Em 2013 eu assinei uma série de reportagens sobre violência doméstica para o jornal Diário de São Paulo. Visitei congressos, entrevistei vítimas, familiares, amigos, delegadas, psicólogas e outros profissionais da área, e uma coisa é um consenso entre todos eles: sair de um relacionamento abusivo não é fácil, e tentar decidir pela vítima o que é melhor para ela não ajuda em nada. Por isso, seguem aqui algumas dicas, todas baseadas em orientações profissionais, de como ajudar da melhor maneira possível uma pessoa que convive com esse problema.

1 - Se notar que uma mulher tem sofrido abuso em casa, fale com ela. Diga que você percebeu que algo está errado e ofereça carinho e atenção. Sempre escute mais e fale menos.

2- Por mais que a história seja difícil de ouvir, não demonstre choque ou indignação. Sua amiga pode se sentir julgada.

3 - Se presenciar uma violência acontecendo, chame a polícia imediatamente no 190. 

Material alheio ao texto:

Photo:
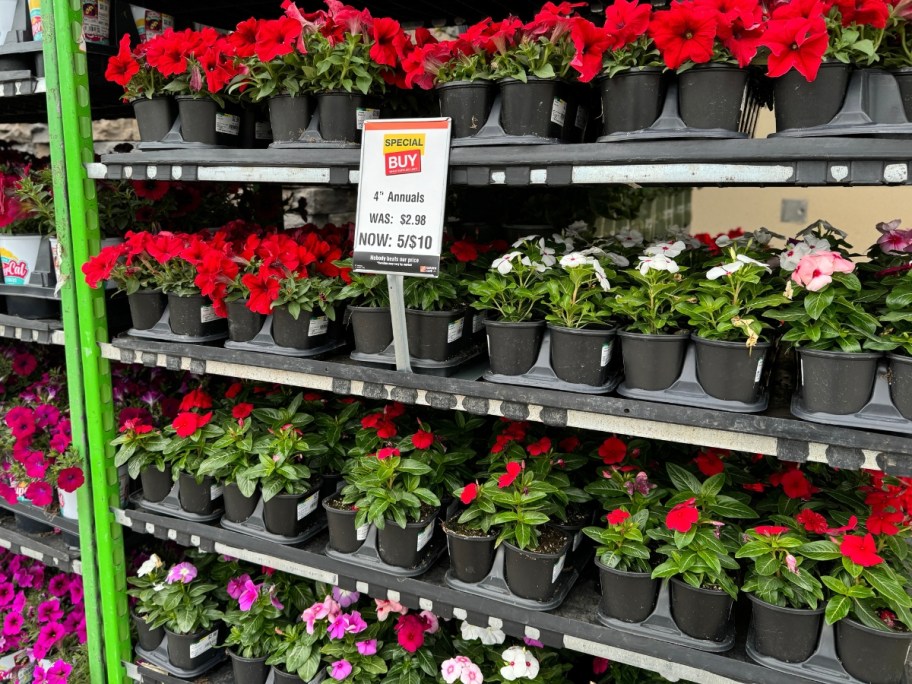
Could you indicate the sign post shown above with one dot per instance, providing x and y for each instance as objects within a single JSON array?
[{"x": 401, "y": 201}]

4 - Se souber de qualquer caso de violência contra a mulher, ligue para o 180, que é a Central de Atendimento à Mulher. Lá eles têm estrutura para orientar vítimas e testemunhas, e enviam as denúncias direto para a Segurança Pública com cópia para o Ministério Público de cada estado.

5 - Não se precipite em dizer o que a mulher deve ou não fazer. Lembre-se: ela é uma pessoa que perdeu sua autonomia. Dar ordens a ela é contribuir com a privação de poder que ela vem sofrendo e com sua autoestima dilapidada. 

6 - Em vez disso, ofereça apoio para que ela saiba que terá a quem recorrer caso precise.

7 - Explique que ela tem o poder para sair da situação de violência. Diga que vai junto com ela à delegacia da mulher se ela quiser prestar queixa. 

8 - Ajude-a a encontrar um lugar para se abrigar e aos filhos (se ela tiver), caso ela deixe o agressor.

9 - Se ela não se sentir segura para ir à delegacia, convide-a para visitar um grupo de ajuda. Geralmente, universidades e faculdades têm projetos que podem prestar apoio. Em São Paulo, a Unifesp tem profissionais que podem ajudar.